Когда я подросла, я залезала в тесный и темный шкаф для швабр, сидела там, скрючившись, и плакала. Даже если я слышала, что меня зовут, я не шевелилась: я была озорным ребенком и хотела, чтобы за меня волновались и меня искали. А однажды я поступила иначе, больше не могло быть и речи о том, чтобы плакать. Теперь если мама говорила мне: «Я больше тебя не люблю», потому что я действительно делала какую-нибудь глупость, я отвечала: «Ладно, тогда я буду любить себя сама!» Уже тогда во мне проявилась бунтарка.
Я не выносила этот запрет выходить на балкон: «Почему остальные ребята гуляют на улице, а мне нельзя даже на балкон выйти?» Я забралась туда один-единственный раз… несмотря на запрет. После этого случая чувство вины останется со мной надолго: именно в тот момент кто-то мог заметить меня и донести на нас.
Я умирала от желания высунуться на улицу и смотреть на других людей, на фонари, на жизнь снаружи. И я развлекалась тем, что плевалась в прохожих с балкона. Должно быть, мне тогда было шесть лет… Папа, который вышел на улицу, заметил меня и сильно отругал. Он очень разозлился:
— Ты не должна так поступать! Ты не должна показываться!
Я слышу мамин голос, тихий и нежный, спокойный и очень мелодичный, с русским акцентом. Она звала меня «Мой любимый ангелок».
В тот день она попыталась объяснить мне, почему я не должна выходить на балкон:
— Это опасно, мой любимый ангелок… постарайся понять…
Я не понимала и не чувствовала ничего, кроме огромной несправедливости.
У меня создается впечатление, что папа был, скорее всего, как я, то есть плотный, широкоплечий, с твердым, решительным и немного грубым голосом. Я вижу его широкое лицо, короткие волосы, зачесанные назад, и широкий лоб. Он бывает дома меньше, чем мама, с которой я провожу все дни напролет. Она не выходит из дому, мы немного узники в этой комнате, я всегда либо возле ее юбки, либо под кроватью — мечтаю.
Папа часто говорил ей: «Мне очень жаль, что тебе приходится жить в таком месте!»
Мама, скорее всего, была из хорошей семьи. У нее были длинные запястья, тонкие руки, она не из тех женщин, кто привык заниматься домашним хозяйством.
Я обожала маму и хотела быть похожей на нее. Я помню ее красивые, черные как смоль волосы, темные глаза, матовую кожу, сейчас я бы сравнила ее с цыганкой. Она была худенькой, хрупкой и милой, а я — неповоротливой светловолосой девочкой, со смуглой кожей и папиными светлыми глазами. Я очень огорчалась из-за того, что не была на нее похожа. Мама очень любила рисовать и часто изображала мое лицо. Я считала себя простоватой, плотной, грубой, каким-то недоделанным мальчиком. Еще я была очень эгоистичным и ревнивым ребенком, особенно в присутствии их друга. Жиль — единственный посторонний человек, который приходил в эту квартиру и время от времени приносил еду. И если он говорил: «Послушай, когда твой папа уйдет, я останусь с твоей мамой!» — я решительно выталкивала его наружу, а он явно насмехался.
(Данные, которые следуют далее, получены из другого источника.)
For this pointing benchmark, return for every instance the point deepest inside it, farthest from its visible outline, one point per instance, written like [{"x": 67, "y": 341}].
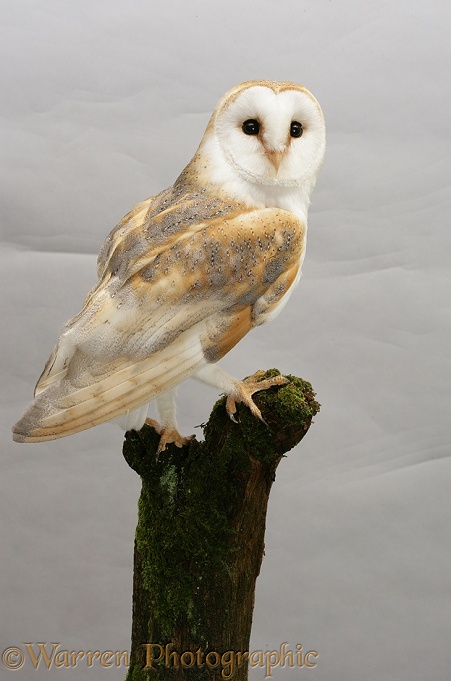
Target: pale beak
[{"x": 275, "y": 157}]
Кто был этот Жиль? Друг, который регулярно приходил и каждый раз приносил еду. У него были очень гладкие напомаженные волосы, худое лицо, с выражением хищной птицы. Они с папой выходили вместе, и мамино волнение становилось ощутимым. Мне казалось, что она боится за него. Перед уходом папа непринужденно говорил маме: «Все будет хорошо, не волнуйся». Он успокаивал ее.
Жиль — единственный человек, которого я помню, не считая учительницы. Папа отводил меня в класс, но очень редко, и я спрашиваю себя: быть может, меня оставляли в школе, чтобы защитить — когда чего-то опасались или в квартире должно было что-то произойти? Я была в классе с детьми не моего возраста, они были старше, меня всегда сажали рядом с учительницей, возле ее стола. Гораздо позже я попыталась найти эту школу. Я запомнила широкий тротуар, козырек, три ступеньки из серого стертого камня, но обнаружила узкий тротуар с большим защитным металлическим ограждением, и ступенек там больше… И все же мне кажется, что она похожа на ту, которую я запомнила: на углу улицы, где мы жили, где ездил 56-й трамвай.